Datum uitspraak: 21 december 2007
AFDELING
BESTUURSRECHTSPRAAK
Uitspraak op het hoger beroep van:
, wonend te 's-Hertogenbosch,
tegen de uitspraak in de zaken nos. AWB 06/2321 en 06/2403 en 06/2394
van de rechtbank 's-Hertogenbosch van 26 maart 2007 in het geding
tussen:
appellant
en
het college van burgemeester en wethouders van 's-Hertogenbosch.
1. Procesverloop
Bij besluit van 11 juli 2005 heeft het college van burgemeester en
wethouders van 's-Hertogenbosch (hierna: het college) aan de
woningstichting "De Kleine Meierij" (hierna: vergunninghoudster)

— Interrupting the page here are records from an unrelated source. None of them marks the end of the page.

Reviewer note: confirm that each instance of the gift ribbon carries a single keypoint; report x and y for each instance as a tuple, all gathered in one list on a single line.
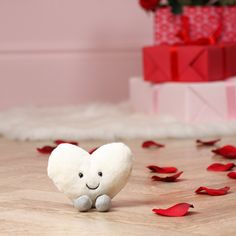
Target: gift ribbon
[(184, 35)]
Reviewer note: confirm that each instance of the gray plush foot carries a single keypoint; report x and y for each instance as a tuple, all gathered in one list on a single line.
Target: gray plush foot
[(83, 203), (103, 203)]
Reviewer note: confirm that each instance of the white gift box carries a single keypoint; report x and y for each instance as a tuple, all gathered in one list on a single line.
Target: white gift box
[(190, 102)]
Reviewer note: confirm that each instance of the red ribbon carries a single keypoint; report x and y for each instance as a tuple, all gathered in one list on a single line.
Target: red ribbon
[(184, 35)]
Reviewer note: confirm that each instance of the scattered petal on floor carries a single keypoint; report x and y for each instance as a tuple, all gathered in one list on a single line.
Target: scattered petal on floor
[(227, 151), (212, 192), (46, 149), (232, 175), (60, 141), (180, 209), (171, 178), (207, 143), (162, 170), (221, 167), (152, 144)]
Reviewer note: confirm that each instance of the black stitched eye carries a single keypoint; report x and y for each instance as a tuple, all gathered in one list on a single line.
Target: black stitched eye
[(100, 173), (81, 175)]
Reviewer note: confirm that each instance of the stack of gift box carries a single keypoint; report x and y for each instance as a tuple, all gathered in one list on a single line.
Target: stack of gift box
[(189, 71)]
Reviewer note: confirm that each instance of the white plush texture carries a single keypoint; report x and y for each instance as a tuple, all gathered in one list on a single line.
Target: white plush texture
[(101, 121), (114, 160)]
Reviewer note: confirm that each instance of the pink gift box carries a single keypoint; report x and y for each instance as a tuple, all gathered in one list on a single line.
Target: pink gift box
[(189, 102), (203, 21)]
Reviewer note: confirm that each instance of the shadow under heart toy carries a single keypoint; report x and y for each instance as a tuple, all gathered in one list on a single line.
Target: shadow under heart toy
[(90, 180)]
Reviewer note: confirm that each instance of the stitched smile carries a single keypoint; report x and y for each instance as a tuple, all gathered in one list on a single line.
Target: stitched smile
[(91, 187)]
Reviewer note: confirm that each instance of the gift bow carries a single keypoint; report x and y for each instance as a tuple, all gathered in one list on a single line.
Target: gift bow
[(184, 34)]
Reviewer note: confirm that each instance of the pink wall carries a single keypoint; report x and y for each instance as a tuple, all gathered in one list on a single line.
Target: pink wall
[(69, 51)]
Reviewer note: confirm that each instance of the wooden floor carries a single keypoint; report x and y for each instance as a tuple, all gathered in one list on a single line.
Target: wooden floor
[(31, 205)]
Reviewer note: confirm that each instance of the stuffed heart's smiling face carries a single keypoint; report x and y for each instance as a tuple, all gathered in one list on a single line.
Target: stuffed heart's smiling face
[(75, 172)]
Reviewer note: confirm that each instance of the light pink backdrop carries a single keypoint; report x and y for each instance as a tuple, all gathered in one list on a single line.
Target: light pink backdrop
[(56, 52)]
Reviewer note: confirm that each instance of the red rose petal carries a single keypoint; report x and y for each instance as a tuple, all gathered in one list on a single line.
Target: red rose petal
[(151, 144), (180, 209), (227, 151), (221, 167), (207, 143), (171, 178), (46, 149), (163, 170), (232, 175), (212, 192), (60, 141), (92, 150)]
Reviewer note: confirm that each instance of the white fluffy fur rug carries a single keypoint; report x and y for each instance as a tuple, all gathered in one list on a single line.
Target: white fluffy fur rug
[(100, 121)]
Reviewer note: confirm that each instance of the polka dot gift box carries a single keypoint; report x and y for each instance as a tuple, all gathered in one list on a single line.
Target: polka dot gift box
[(204, 20)]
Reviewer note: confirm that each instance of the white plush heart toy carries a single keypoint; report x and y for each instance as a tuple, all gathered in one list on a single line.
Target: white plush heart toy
[(90, 180)]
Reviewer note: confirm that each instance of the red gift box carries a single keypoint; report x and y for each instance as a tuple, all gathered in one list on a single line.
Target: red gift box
[(204, 21), (189, 63)]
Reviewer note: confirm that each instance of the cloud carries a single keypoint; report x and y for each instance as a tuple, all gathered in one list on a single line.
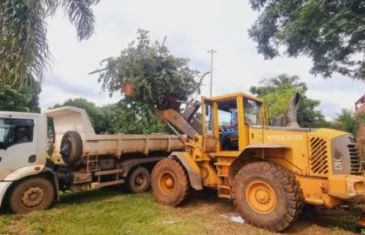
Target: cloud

vrijstelling en bouwvergunning verleend voor het veranderen/vergroten
van een gebouw op het perceel Klokkenlaan 85, te 's-Hertogenbosch
(hierna: het perceel).
Bij besluit van 21 maart 2006 heeft het college het door appellant
daartegen gemaakte bezwaar ongegrond verklaard.
Bij uitspraak van 26 maart 2007, verzonden op 3 april 2007, heeft de
rechtbank 's-Hertogenbosch (hierna: de rechtbank), voor zover thans
van belang, het door appellant daartegen ingestelde beroep ongegrond
verklaard. Deze uitspraak is aangehecht.
Tegen deze uitspraak heeft appellant bij brief van 9 mei 2007, bij de
Raad van State ingekomen op die dag hoger beroep ingesteld. Deze brief
is aangehecht.
Bij brief van 2 augustus 2007 heeft vergunninghoudster een reactie
ingediend.
Na afloop van het vooronderzoek zijn nadere stukken ontvangen van
vergunninghoudster en appellant. Deze zijn aan de andere partijen
toegezonden.
De Afdeling heeft de zaak ter zitting behandeld op 8 november 2007,
waar appellant in persoon, bijgestaan door mr. M.C. Spil, advocaat te
Arnhem, en het college, vertegenwoordigd door mr. P.W.G.M. Christophe,
ambtenaar in dienst van de gemeente, zijn verschenen. Voorts is daar
vergunninghoudster, vertegenwoordigd door mr. M.J.M.G. van Gerwen,
advocaat te 's-Hertogenbosch, gehoord.
2. Overwegingen
2.1. Het vergunde bouwplan voorziet in nieuwbouw voor zesendertig
zorgplaatsen, veertig extramurale appartementen met een
zorgvoorziening en de uitbreiding van de algemene voorzieningen,
dagbehandeling en kinderdagopvang voor het personeel.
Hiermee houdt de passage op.